According to Professor Thomas Nokitofa, director of the Crime and Punishment Institute at St. Mary’s University in Halifax, Nova Scotia, the new correctional facility could be the biggest advance in prison management in the English-speaking world since the modern concept of a penitentiary replaced the traditional, dungeon-like jail in the early 19th Century. “Two hundred years ago, prisoners were literally treated like vermin, and people were outraged at first about reform efforts,” said Nokitofa. “Today most of us understand that inmates need rehabilitation – and what could be better calculated to do that than living and working cooperatively?”
The Obama Administration likes the prison co-op idea not just for policy reasons but because it is a rare example in today's economic turmoil of something that will reduce rather than increase the federal deficit. "This has potential implications for vast swaths of the federal goverment," according to Samuel Smith, a press officer with the Office of Management and Budget. "Requiring users of a particular facility to provide the equity to support the infrastructure is a great way to leverage the government's resources."

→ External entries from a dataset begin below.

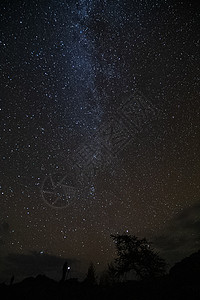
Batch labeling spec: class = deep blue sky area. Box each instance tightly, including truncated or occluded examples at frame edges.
[0,0,200,281]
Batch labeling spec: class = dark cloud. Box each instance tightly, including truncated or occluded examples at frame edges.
[154,204,200,263]
[0,252,80,281]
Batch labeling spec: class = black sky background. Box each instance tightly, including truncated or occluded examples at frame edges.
[0,0,200,280]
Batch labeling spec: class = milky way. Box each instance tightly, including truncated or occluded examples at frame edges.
[0,0,200,278]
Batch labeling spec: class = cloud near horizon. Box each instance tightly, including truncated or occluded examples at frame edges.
[0,251,80,283]
[154,204,200,263]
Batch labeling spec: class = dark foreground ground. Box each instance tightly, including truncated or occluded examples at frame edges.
[0,275,200,300]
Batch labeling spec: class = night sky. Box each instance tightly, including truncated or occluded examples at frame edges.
[0,0,200,279]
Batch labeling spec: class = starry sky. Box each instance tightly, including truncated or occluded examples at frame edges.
[0,0,200,279]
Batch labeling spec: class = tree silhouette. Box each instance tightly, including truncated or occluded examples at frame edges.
[110,234,166,279]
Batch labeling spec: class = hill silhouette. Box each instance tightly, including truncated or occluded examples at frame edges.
[0,251,200,300]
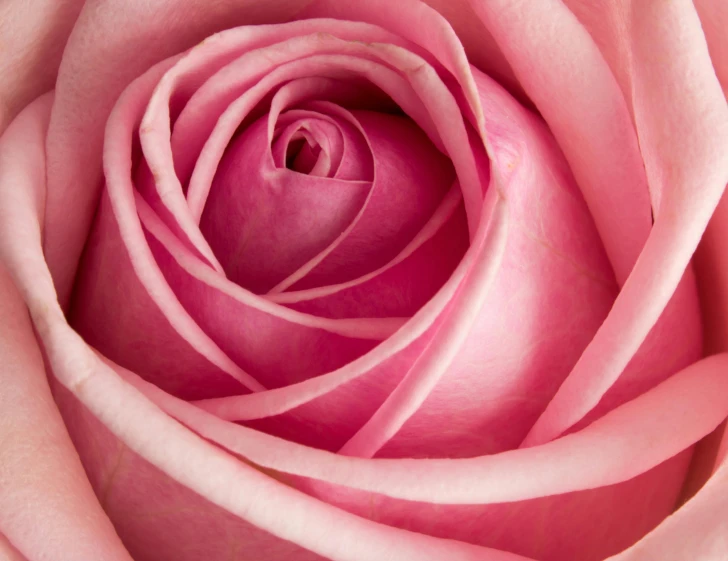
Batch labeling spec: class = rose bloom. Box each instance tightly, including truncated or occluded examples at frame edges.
[0,0,728,561]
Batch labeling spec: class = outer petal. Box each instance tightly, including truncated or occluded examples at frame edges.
[607,461,728,561]
[0,0,84,133]
[0,96,130,561]
[475,1,728,444]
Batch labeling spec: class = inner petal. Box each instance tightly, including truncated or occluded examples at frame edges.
[272,110,346,179]
[200,107,372,293]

Still, the plan has its critics – some of them local folks who are not thrilled with such an unusual neighbor.
“I’ve heard of inmates running the asylum, but this is ridiculous,” said Wilbur Finletter, a county commissioner and outspoken local Republican whose home will be just a few hundred feet from the new prison. “I don’t think Hannibal Lechter is going to give a damn about ‘democratic member control’ or ‘concern for community.’” His quip alludes to two of the seven “cooperative principles,” adopted by the International Cooperative Alliance, that officials say will guide the new cooperative prison.
Gretta Attenbaum, manager of the local Piggly Wiggly supermarket, vowed to file a lawsuit to stop the facility from opening. “Nobody said anything about cooperatives, or driving the local food store out of business, when the Bush Administration showed up and said this would help our local economy,” she said. “Now that the socialists are in charge, we are not going to cooperate with their crazy cooperative. If [President] Obama thinks this is such a great idea, he should let the gorillas and monkeys run the National Zoo in Washington.”
Also apoplectic is the Congressional Law and Order Caucus. According to its chairman, Rep. Don Foozman (R-Ark.), the bipartisan caucus will hold a news conference and public protest on the day of Holder's appearance in New Hampshire. The protest is tentatively scheduled to be held outside the U.S. Penitentiary in Florence, Colorado, an ultra-high-security facility where 22 percent of inmates have killed fellow prisoners in other correctional facilities.
The Bureau of Prisons is seemingly unconcerned about the threats and expressions of outrage. According to spokesperson Jim Richardson, as long as the inmates are locked inside, the Bureau has the authority to set whatever rules – or allow the inmates to set whatever rules – they want within the facility.
“We’re confident that once this thing is up and running, everyone will see that a cooperative prison is a real achievement for Littleton and for the nation,” said Richardson.